La straordinaria abilità degli antichi costruttori romani è universalmente riconosciuta, ma ci si è spesso domandati come sia stato possibile realizzare certe costruzioni monumentali ai quei tempi.
A gettare più luce su questo “mistero” è un’interessantissima scoperta del team dell’Istituto di Archeologia dell’Università di Haifa, guidato dal dott. Michael Eisenberg e da Arleta Kowalewska, che ha lavorato presso la città di Antiochia-Hippos, situata su una collina che domina il versante orientale del Mar di Galilea.
Il team era impegnato nella ricostruzione della basilica romana e ne aveva già ricomposto alcune colonne alte 9 metri e formate da un piedistallo, una base, un fusto e un capitello, il tutto realizzato con blocchi di basalto estratti dalle cave locali. I blocchi avevano tutti lo stesso diametro, ma differente altezza: l’ordinamento in fase costruttiva doveva per forza essere stato pianificato in precedenza presso la cava.

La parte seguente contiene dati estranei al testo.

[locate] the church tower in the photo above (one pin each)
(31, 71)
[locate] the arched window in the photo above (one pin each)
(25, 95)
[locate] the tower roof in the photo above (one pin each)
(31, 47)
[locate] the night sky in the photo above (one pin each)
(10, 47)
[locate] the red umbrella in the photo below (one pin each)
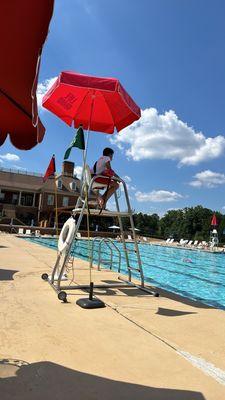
(23, 30)
(99, 104)
(214, 220)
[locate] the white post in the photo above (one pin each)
(19, 201)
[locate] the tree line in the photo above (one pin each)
(193, 223)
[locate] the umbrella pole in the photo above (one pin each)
(89, 302)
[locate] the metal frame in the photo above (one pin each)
(63, 259)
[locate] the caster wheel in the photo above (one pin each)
(44, 277)
(62, 296)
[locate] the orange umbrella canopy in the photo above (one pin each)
(23, 30)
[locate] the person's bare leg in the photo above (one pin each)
(106, 196)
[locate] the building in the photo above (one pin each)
(28, 200)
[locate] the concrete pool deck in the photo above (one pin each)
(139, 346)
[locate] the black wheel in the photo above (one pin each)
(44, 277)
(62, 296)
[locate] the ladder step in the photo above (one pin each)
(134, 269)
(105, 261)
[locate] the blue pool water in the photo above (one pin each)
(194, 274)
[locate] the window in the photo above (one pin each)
(59, 184)
(50, 200)
(15, 198)
(65, 201)
(73, 186)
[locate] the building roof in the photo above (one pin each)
(30, 182)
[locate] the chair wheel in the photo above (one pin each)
(62, 296)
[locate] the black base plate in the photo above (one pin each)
(87, 303)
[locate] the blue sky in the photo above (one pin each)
(169, 55)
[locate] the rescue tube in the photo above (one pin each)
(66, 235)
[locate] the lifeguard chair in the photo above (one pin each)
(102, 105)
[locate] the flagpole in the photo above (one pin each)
(56, 208)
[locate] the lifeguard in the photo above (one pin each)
(103, 167)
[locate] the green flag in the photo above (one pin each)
(78, 141)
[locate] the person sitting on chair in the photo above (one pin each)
(103, 167)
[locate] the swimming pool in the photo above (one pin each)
(195, 274)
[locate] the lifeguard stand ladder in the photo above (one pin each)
(64, 260)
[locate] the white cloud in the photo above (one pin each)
(18, 167)
(165, 136)
(42, 88)
(208, 179)
(9, 157)
(127, 178)
(158, 196)
(78, 171)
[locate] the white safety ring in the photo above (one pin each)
(66, 235)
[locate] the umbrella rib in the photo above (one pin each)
(108, 108)
(14, 102)
(81, 104)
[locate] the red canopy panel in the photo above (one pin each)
(23, 30)
(99, 104)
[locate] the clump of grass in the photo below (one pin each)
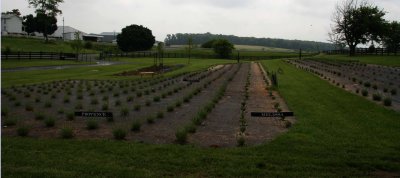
(66, 133)
(387, 101)
(170, 108)
(49, 122)
(10, 122)
(160, 115)
(119, 134)
(92, 124)
(181, 136)
(156, 99)
(39, 116)
(23, 131)
(240, 141)
(136, 126)
(137, 107)
(124, 112)
(150, 119)
(364, 92)
(376, 97)
(70, 116)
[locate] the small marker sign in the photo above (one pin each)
(272, 114)
(93, 114)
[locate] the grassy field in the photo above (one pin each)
(9, 64)
(337, 134)
(100, 72)
(378, 60)
(38, 45)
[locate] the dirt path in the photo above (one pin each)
(222, 124)
(163, 130)
(261, 129)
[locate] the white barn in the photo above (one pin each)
(11, 24)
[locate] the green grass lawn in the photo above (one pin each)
(101, 72)
(337, 134)
(378, 60)
(9, 64)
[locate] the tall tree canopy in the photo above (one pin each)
(391, 39)
(45, 20)
(223, 48)
(357, 23)
(135, 38)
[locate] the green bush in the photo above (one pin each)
(181, 136)
(23, 131)
(376, 97)
(49, 122)
(92, 124)
(66, 133)
(119, 134)
(387, 101)
(136, 126)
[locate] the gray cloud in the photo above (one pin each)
(290, 19)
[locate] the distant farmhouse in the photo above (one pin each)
(11, 24)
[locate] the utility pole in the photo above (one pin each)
(63, 30)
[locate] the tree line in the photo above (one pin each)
(359, 22)
(181, 39)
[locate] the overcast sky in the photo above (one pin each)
(287, 19)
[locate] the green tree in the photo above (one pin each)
(223, 48)
(208, 44)
(391, 39)
(46, 12)
(135, 38)
(77, 44)
(29, 22)
(357, 23)
(189, 47)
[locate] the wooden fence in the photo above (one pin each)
(48, 55)
(365, 51)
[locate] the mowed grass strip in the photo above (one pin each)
(337, 134)
(103, 72)
(15, 63)
(393, 61)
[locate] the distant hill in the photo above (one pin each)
(181, 39)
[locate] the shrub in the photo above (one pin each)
(191, 128)
(150, 119)
(156, 99)
(28, 107)
(376, 97)
(10, 122)
(47, 104)
(94, 101)
(160, 115)
(70, 116)
(137, 107)
(39, 116)
(170, 108)
(240, 141)
(393, 91)
(119, 134)
(104, 107)
(66, 133)
(23, 131)
(136, 126)
(49, 122)
(148, 103)
(92, 124)
(181, 136)
(124, 112)
(364, 92)
(387, 101)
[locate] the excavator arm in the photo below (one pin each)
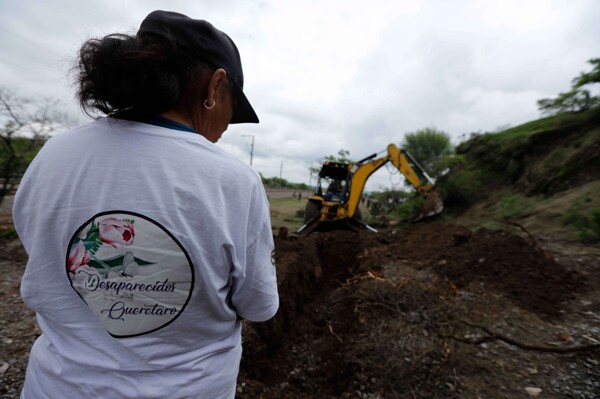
(400, 159)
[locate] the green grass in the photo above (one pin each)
(552, 122)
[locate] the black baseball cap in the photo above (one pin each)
(210, 45)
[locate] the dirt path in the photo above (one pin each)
(434, 311)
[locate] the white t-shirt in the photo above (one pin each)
(146, 247)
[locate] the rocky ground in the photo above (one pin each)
(432, 311)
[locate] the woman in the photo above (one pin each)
(147, 243)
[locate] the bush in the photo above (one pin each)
(588, 226)
(513, 206)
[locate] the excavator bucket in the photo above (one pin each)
(433, 206)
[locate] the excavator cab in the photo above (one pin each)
(336, 179)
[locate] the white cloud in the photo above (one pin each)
(333, 74)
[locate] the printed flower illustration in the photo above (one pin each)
(78, 257)
(116, 232)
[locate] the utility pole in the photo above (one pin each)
(251, 146)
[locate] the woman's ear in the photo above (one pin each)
(217, 82)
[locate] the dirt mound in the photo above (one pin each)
(433, 311)
(395, 314)
(509, 264)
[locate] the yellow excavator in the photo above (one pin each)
(340, 201)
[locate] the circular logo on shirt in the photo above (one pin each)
(133, 274)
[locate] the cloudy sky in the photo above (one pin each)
(325, 75)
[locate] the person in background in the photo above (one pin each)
(147, 243)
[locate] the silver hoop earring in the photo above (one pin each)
(209, 106)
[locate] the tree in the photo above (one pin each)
(24, 128)
(577, 99)
(428, 146)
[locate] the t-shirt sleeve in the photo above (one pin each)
(254, 295)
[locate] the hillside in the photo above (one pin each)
(543, 175)
(499, 297)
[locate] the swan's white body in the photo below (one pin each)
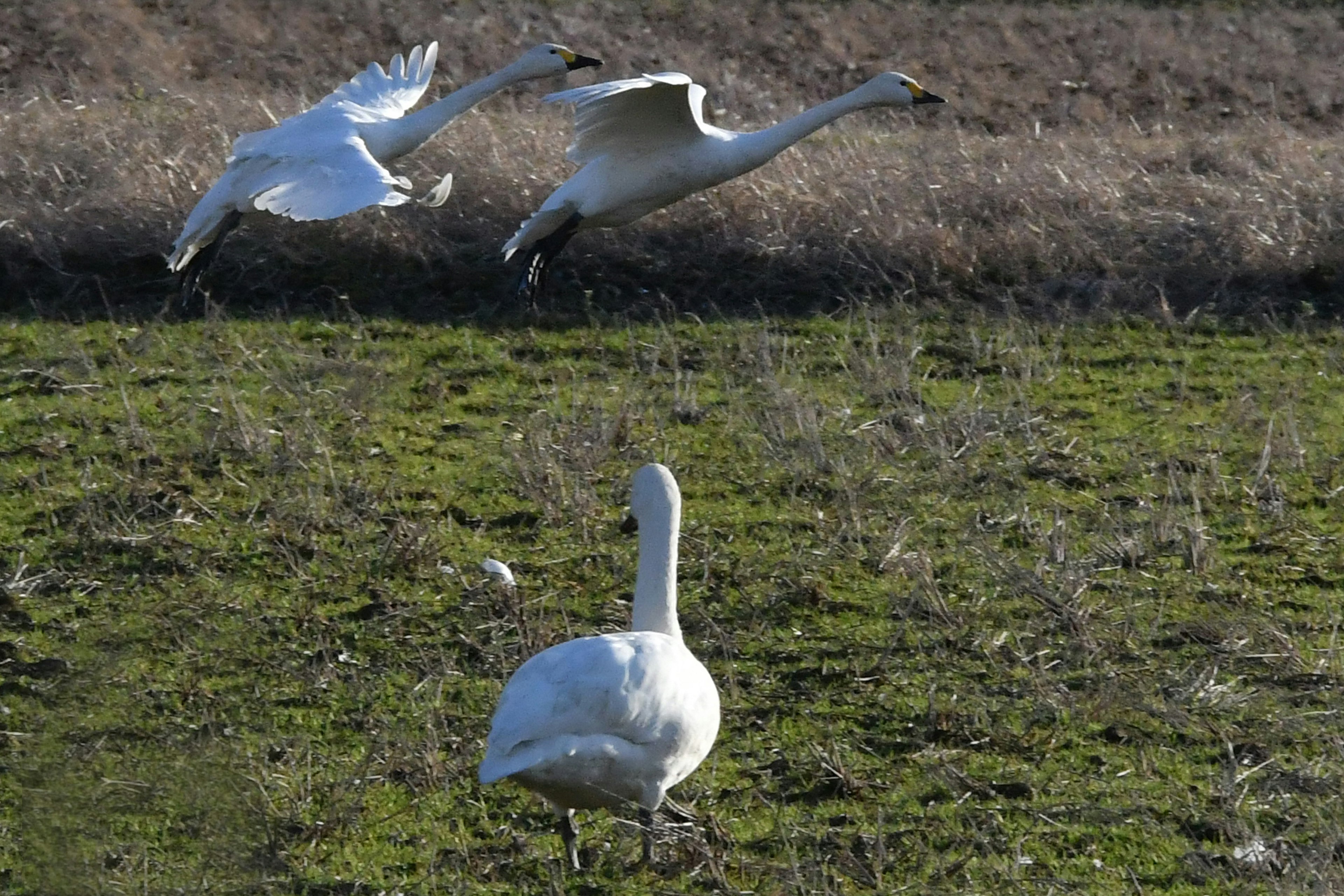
(617, 718)
(330, 160)
(644, 144)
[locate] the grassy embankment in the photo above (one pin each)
(992, 605)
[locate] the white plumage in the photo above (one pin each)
(613, 719)
(644, 144)
(330, 160)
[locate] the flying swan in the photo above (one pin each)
(619, 718)
(328, 162)
(644, 144)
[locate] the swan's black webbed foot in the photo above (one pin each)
(647, 827)
(538, 260)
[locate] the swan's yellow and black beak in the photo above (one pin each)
(574, 61)
(921, 94)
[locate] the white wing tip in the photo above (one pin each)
(496, 569)
(439, 194)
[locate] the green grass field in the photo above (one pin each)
(994, 606)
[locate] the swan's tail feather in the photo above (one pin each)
(539, 256)
(200, 260)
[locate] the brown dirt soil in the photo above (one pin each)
(1096, 156)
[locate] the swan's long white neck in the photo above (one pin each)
(763, 146)
(387, 140)
(655, 585)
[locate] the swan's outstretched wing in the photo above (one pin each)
(393, 93)
(341, 181)
(336, 182)
(634, 116)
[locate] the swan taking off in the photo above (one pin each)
(617, 718)
(644, 144)
(328, 162)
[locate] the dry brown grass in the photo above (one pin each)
(1093, 158)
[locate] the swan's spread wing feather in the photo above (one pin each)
(634, 116)
(623, 687)
(387, 94)
(339, 182)
(542, 224)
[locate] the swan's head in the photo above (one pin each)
(654, 495)
(896, 89)
(553, 59)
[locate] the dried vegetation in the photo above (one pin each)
(1104, 156)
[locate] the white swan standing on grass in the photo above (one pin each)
(617, 718)
(328, 162)
(644, 144)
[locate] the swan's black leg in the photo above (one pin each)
(198, 265)
(570, 835)
(538, 258)
(647, 827)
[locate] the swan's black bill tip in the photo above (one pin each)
(582, 62)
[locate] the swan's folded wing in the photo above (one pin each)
(338, 182)
(634, 116)
(590, 687)
(387, 94)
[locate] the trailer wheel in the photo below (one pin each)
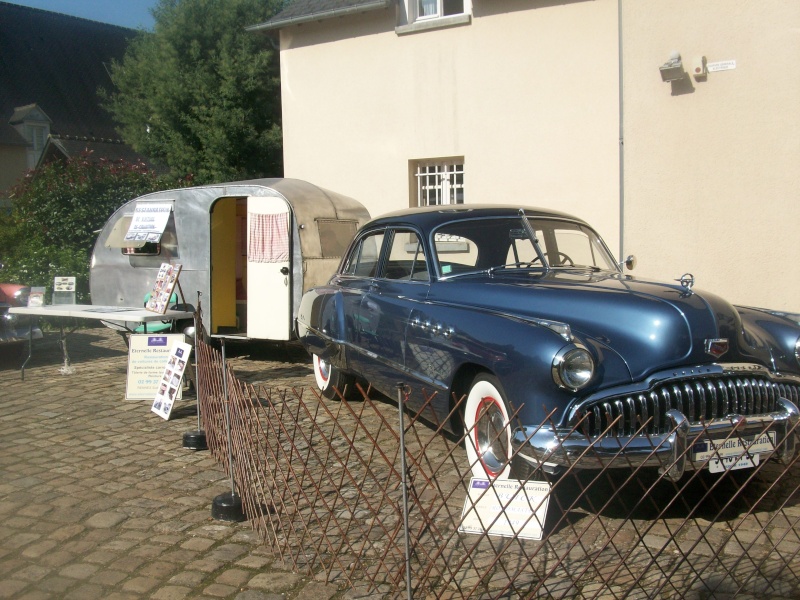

Osservando attentamente alcuni blocchi, gli archeologi hanno notato alcuni segni piccoli e appena riconoscibili e hanno dedotto che fossero dei marchi incisi dai tagliapietre per indicare ai costruttori il corretto posizionamento dei blocchi: una sorta di antiche “istruzioni di montaggio”.
I tagliapietre nelle cave contrassegnavano i blocchi in modo tale che i costruttori in cantiere sapessero poi come assemblarli. I blocchi di una colonna, ad esempio, venivano marcati con una lettera che indicava la colonna e un numero che indicava la posizione del blocco nella struttura della colonna stessa. “Il pezzo marcato con ‘IIIIA’ andava sopra quello marcato con ‘IIIA’, e così via”, spiega il dott. Eisenberg.
L’utilizzo di lettere e numeri può far supporre che i tagliapietre avessero un certo grado di istruzione, ma non è detto. Anzi, tenendo conto della bassa percentuale di alfabetizzazione a quei tempi non è da escludere che i tagliapietre non sapessero né leggere né scrivere, ma sapevano certamente come incidere i loro segni.
I marchi incisi sui blocchi di pietra potevano essere di due tipi: firme o istruzioni di assemblaggio.
Il fatto che in alcuni casi i tagliapietre “firmassero” i blocchi non deve far pensare a una questione di vanità. Certamente estrarre le pietre dalla roccia madre posizionando e angolando correttamente il cuneo richiedeva esperienza e abilità, così come scolpire a mano gli elementi architettonici in modo che dalla cava uscisse il blocco finito. I tagliapietre, quindi, firmavano i blocchi anche per garantirsi i crediti del loro duro lavoro e assicurarsi di essere pagati. La firma poteva essere quella di una singola persona, ma anche di un’intera squadra che lavorava in una certa cava, e poteva indicare anche la provenienza dei lavoratori: “I segni sui palazzi e sulla tomba di Re Erode sono in ebraico e indicano quindi l’impiego di tagliapietre locali, sebbene gli edifici abbiano molte caratteristiche romane”, afferma la Kowalewska.
I segni dei tagliapietre servivano anche da istruzioni di assemblaggio. Dato il duro lavoro richiesto per estrarre e preparare i blocchi finiti, i cavatori volevano essere certi che ogni pezzo venisse posizionato esattamente dove era stato previsto. Questo stratagemma si sta trasformando oggi in un valido strumento nelle mani degli archeologi per la ricostruzione degli edifici e delle strutture monumentali, dal momento che i segni si sono preservati su molte pietre. Non tutte venivano “marcate”, a volte una su cinque: a Hippos-Sussita, ad esempio, circa il 20% dei blocchi di basalto della pavimentazione porta i segni dei tagliapietre.
Oltre all’utilità per gli archeologi nel poter forse ricostruire “tutto com’era”, questi segni servono comunque come promemoria di tutto il duro lavoro eseguito dai costruttori del passato.